How could a country that thrives on the image of decadent, rampant capitalism become a center for culture? The answer is obvious: an awful lot of money.
At least the purchase of a Guggenheim caused a fuss. The whole plan was very nearly scrapped over the UAE record on worker’s rights and culture of turning a blind eye to the plight of migrant labor from South Asia. Admittedly, things are getting better, thanks largely to international pressure – domestic dissidence being an easily jailable offence - but such questionable political ethics should not be part of the majority liberal artworld.
Of course The Guggenhiem shouldn’t be confined to one building in New York, and it’s not – there are ‘sister’ galleries in Venice, Italy, and Bilbao, Spain, but these are two countries with long histories of visual art, be it glorious paintings or society changing cultural movements, the UAE does not share these Eurocentric ideals.
Historically, the culture of the UAE comes out of a nomadic and oral tradition. Architecture came less out of aesthetic than simply protecting oneself from the sun and heat. Poetry is, by far, the most well regarded art form. The TV Show Millionaire’s Poet, essentially X Factor for poetry, became a huge hit in the country and surrounding region.
So should we happily let a country buy a culture and allow internationally renowned institutions to follow the cash? There is a growing art scene in the UAE, but the important word there is growing. It’s fledgling, only a few decades old.

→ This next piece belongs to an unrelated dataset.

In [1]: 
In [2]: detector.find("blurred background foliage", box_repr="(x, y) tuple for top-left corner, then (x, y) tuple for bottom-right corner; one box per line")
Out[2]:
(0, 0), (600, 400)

Some may say these transactions are simply patronage, something that has happened for centuries all over the world. But surely there is a difference between patronage from a country that celebrates and encourages free speech and a country that has very blatant censorship. Shouldn’t we be worried about cultural giants being drawn to a country that still has Animal Farm on its banned books list?
Patronage might mean money coming into the arts, and with cuts all over Europe affecting the lives of artists we should be happy to see funding coming from overseas, helping a business model that is often reliant on subsidies. Yet the glaring fact is that patrons who do not let artists roam free, who are known for censorship in other areas – internet sites in the UAE are blocked for being offensive to religions (Prohibited Content Category 8.) or for just being a dating site (Prohibited Content Category 3.) – will inevitably lead to censored art.
We are letting important cultural institutions passively become tools of propaganda. Let’s not idly let places so important to challenging ideas and beliefs become make-up for the mask for tyranny.
We are all well aware that Europe’s swing rightward is not a good thing for the arts, right leaning governments are not usually ones who increase arts funding, but is the answer really looking toward even more conservative states? At what point will we realize, this is not funding for cultural preservation, this is a hostile take-over of the future of contemporary art.